A lot of people may ask themselves: "Why would we need a 'guide' for Disaster Recovery? If a Domain Controller (DC) has a critical failure, we just install another one". This might seem to work at first, and even for a longer period in small organizations, but in the long run, there would be problems, and a lot of error messages. Correct recovery is crucial to ensure a stable AD environment. The speed at which problems appear, grows exponentially if there are multiple locations of various sizes across different time zones and countries. For example, let's say a company called Nail Corporation (www.nailcorp.com) has its headquarters in Los Angeles, California, and branch offices with several hundred employees in Munich, and Germany, in addition to branch offices in Brazil and India.
NailCorp has one big AD domain and a data center in Brazil having a 512 kilobit link to the headquarters. Let's suppose that the data center in Brazil is partially destroyed due to an earthquake. Network connectivity is restored fairly quickly, but both DCs are physically broken and have therefore become non-functional. The company has around 10,000 employees and, according to Microsoft's AD Sizer software, the space requirement for each Global Catalog server is about 5GB.
As you have to start the rebuild process from scratch, and you have no other DC at the site, you have to replicate 5GB over a 512 kilobit link. Assuming that you get maximum connectivity speed, and no other traffic is flowing at the same time, which is nearly impossible because your users will inadvertently boot their machines and want to start working, you would need over a day to replicate the database. This will increase your restoration time even further-in this case, by at least a day.
In the event of a disastrous event for a company such as NailCorp, you would want to replicate and rebuild as fast as possible. During that time, since you have machines authenticating against the other domain controllers in your company—assuming your DNS service is globally configured to support failover—your replication will be much slower. In this case, you should have different plans in place than just installing another DC.
Note
To learn more about how DNS and authentication (DC selection) for Windows XP clients work, please read Microsoft's Knowledgebase article 314861 (http://support.microsoft.com/kb/314861).
Another good example is an application that authenticates against a specific DC, or pulls specific information from one. If that DC breaks, the DC will have to be rebuilt with the same name. If you do not do this the right way, you may see strange things happening This is not very far fetched especially in, for example, a software development company.
The need for Disaster Recovery is ever-increasing, and there are several books that touch upon the subject.

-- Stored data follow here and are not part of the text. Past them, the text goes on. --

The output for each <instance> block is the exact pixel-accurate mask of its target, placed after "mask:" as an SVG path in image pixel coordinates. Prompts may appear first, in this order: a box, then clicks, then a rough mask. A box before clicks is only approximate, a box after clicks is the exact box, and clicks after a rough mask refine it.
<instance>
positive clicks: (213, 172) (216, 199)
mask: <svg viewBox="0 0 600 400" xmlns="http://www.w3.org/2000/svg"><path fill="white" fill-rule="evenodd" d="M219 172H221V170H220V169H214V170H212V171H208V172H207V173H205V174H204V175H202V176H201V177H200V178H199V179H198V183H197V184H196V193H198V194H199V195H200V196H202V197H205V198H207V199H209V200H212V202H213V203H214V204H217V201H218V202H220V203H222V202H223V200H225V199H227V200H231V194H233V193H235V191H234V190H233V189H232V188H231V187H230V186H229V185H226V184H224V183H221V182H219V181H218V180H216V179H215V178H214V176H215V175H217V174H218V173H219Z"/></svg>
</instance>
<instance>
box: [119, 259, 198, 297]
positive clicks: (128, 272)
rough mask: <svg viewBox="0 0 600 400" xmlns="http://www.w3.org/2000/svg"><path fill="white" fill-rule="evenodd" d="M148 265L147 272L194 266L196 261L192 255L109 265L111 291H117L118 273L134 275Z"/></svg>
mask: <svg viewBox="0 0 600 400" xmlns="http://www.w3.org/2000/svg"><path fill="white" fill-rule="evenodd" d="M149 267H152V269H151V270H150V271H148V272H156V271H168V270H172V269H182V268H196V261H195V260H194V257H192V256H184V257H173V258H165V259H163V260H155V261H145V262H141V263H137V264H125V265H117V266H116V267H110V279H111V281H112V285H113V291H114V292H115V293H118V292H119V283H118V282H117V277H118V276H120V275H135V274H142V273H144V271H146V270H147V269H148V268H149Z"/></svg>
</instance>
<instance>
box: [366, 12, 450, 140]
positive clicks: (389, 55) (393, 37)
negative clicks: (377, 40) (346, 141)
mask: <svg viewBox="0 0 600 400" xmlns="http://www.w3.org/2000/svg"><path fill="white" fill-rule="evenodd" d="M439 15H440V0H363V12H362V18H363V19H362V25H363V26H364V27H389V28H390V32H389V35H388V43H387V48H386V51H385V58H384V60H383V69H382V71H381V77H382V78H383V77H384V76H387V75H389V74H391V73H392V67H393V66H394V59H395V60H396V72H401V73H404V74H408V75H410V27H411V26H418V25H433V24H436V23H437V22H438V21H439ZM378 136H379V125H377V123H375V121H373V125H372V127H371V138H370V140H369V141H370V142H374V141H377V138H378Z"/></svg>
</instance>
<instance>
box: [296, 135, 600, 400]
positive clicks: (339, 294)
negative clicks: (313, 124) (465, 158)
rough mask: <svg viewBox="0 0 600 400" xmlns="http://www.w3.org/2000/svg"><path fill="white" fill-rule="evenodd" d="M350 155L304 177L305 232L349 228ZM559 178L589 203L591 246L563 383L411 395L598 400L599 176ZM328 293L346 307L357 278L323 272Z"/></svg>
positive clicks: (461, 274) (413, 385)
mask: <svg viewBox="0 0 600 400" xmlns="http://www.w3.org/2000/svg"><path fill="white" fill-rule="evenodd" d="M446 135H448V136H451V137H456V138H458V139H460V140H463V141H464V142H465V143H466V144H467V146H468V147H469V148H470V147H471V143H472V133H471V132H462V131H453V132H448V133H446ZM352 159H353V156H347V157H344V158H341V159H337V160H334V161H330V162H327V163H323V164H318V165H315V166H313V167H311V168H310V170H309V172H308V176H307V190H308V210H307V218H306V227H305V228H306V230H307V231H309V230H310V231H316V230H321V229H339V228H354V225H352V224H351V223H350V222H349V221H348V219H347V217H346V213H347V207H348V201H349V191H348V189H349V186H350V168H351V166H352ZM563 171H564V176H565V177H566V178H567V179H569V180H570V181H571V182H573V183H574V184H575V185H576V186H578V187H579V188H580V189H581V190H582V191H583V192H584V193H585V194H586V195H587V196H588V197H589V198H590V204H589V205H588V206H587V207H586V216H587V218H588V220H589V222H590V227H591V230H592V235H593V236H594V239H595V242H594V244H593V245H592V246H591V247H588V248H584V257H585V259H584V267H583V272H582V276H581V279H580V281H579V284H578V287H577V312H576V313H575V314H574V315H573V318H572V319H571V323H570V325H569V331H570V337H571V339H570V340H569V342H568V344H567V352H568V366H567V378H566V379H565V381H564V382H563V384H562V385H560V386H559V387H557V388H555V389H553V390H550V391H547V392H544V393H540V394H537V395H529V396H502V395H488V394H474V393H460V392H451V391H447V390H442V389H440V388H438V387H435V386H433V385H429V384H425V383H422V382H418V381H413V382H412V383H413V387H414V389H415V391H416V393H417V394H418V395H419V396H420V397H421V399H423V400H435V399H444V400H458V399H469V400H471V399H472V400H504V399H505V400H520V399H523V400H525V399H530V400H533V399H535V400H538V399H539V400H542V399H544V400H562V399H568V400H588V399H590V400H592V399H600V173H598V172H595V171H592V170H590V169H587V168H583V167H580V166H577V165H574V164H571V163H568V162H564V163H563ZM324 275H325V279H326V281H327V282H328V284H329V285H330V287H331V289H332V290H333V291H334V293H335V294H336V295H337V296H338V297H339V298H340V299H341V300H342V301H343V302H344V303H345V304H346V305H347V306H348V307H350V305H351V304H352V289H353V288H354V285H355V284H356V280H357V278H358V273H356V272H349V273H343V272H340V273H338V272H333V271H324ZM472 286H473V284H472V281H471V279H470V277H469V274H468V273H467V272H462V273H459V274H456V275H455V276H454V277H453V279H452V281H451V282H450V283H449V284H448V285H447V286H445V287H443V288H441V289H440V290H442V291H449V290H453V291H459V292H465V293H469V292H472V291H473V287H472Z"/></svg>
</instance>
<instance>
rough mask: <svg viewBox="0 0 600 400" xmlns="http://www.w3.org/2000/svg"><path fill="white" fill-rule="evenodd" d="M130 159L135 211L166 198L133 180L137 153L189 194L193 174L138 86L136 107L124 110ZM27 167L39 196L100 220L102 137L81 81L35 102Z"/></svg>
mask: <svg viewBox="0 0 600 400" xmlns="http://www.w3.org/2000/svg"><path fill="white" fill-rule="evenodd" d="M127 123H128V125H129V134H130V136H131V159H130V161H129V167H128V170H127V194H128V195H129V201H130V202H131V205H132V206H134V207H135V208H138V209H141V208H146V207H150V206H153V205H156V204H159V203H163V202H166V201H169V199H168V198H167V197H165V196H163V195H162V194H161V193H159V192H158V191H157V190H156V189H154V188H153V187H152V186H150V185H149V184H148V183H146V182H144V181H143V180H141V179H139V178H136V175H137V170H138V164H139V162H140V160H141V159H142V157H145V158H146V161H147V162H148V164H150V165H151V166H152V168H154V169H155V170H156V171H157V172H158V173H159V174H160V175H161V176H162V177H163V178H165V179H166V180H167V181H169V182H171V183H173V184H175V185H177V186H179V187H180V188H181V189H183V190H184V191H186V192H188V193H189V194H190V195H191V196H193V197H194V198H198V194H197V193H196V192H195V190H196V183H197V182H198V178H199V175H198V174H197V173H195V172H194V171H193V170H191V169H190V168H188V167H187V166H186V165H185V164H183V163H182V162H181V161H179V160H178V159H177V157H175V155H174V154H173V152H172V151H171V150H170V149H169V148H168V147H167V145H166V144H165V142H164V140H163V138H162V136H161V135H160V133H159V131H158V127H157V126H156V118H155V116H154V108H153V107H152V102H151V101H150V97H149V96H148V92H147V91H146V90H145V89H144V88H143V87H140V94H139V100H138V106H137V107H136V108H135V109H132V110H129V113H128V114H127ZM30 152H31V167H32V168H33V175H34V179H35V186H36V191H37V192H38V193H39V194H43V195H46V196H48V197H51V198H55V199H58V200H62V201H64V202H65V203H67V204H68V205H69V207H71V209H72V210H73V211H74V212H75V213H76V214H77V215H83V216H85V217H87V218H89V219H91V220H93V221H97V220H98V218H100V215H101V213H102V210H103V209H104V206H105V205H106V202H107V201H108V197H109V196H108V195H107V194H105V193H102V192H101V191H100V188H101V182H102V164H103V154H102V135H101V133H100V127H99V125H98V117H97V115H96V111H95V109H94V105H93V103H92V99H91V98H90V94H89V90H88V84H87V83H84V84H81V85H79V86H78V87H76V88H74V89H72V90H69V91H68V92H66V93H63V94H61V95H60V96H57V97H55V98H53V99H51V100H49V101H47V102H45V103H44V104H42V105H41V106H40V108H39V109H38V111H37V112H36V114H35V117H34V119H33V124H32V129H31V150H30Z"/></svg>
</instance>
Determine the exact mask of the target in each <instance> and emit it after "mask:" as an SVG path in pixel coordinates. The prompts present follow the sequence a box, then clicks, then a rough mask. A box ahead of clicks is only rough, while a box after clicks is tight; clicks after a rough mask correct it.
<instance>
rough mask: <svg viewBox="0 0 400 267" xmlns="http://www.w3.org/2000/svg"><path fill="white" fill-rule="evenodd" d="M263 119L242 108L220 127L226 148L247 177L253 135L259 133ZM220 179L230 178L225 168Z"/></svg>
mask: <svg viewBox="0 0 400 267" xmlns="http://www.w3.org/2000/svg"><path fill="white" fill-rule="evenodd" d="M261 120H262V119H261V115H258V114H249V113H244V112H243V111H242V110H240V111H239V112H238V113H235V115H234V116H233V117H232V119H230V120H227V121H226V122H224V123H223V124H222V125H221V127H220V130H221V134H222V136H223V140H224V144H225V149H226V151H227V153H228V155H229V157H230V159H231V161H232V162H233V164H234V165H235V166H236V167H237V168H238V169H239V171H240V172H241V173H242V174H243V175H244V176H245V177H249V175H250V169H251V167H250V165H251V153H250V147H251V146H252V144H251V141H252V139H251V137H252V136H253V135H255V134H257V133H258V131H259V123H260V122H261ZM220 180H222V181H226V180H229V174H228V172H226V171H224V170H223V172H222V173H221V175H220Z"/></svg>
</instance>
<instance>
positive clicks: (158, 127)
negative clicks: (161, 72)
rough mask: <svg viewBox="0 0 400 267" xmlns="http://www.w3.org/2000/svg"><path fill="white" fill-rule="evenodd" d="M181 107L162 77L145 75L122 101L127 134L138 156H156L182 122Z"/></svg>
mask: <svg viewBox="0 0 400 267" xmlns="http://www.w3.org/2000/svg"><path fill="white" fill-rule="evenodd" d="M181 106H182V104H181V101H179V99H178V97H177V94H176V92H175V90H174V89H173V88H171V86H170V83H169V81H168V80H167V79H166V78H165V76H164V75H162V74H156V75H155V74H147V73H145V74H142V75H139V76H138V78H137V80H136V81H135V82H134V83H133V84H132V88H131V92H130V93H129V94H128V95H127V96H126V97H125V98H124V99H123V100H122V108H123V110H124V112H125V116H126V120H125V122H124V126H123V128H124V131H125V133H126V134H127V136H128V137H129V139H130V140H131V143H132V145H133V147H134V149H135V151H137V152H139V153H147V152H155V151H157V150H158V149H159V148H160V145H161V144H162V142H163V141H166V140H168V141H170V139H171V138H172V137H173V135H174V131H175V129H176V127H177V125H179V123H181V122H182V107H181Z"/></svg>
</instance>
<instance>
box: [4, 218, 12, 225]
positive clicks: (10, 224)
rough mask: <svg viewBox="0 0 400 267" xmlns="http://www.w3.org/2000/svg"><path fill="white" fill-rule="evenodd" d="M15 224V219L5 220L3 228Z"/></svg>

But none of them are dedicated to different scenarios, and certainly none of them explain the entire process.
Recovering AD from any kind of disaster is trickier then most people think. If you do not understand the processes associated with recovery, you can damage more than you fix.
In order to prevent any kind of major interruptions, and to speed up recovery in the event of an disaster, there are several things that can be done.
For example, AD relies extremely heavily on DNSes. So you need to make sure that if you use AD Integrated (ADI) DNS zones, you should have a standard backup DNS server that has a complete copy of your zones in a non-integrated form. This DNS server should be on an isolated network, and should contain only the records and zones relating to AD, and not all existing dynamic updates.
You should also have a Delayed Replication Site (DRS), also called a lag site . This is a standard part of your AD domain. This should have one or two DCs, maybe a DNS server, and even a standby Exchange server in case one is needed. However, the AD replication is set up with a high link cost in order to prevent replication for a longer time period. Or, you can make it a completely isolated site with a firewall and force a replicate once every one to three months only. This will allow you to have a stable infrastructure. This state may be three months old, but if anything happens you can have a running AD within a few hours, instead of days.
Virtualization can be a boon, especially in this case. Buying a server is fairly cheap nowadays, and as for a DRS, you only need a lot of memory in the machine. VMWare server (http://vmware.com/products/server/) and Microsoft Virtual Server (http://www.microsoft.com/windowsserversystem/virtualserver/) can be downloaded and used for free nowadays. Both of these systems allow the DRS to be run in a virtualized, isolated environment.
Having a DRS can reduce restore time tremendously because, even if there is a global failure, the old DCs can be removed and new ones installed to replicate the DRS.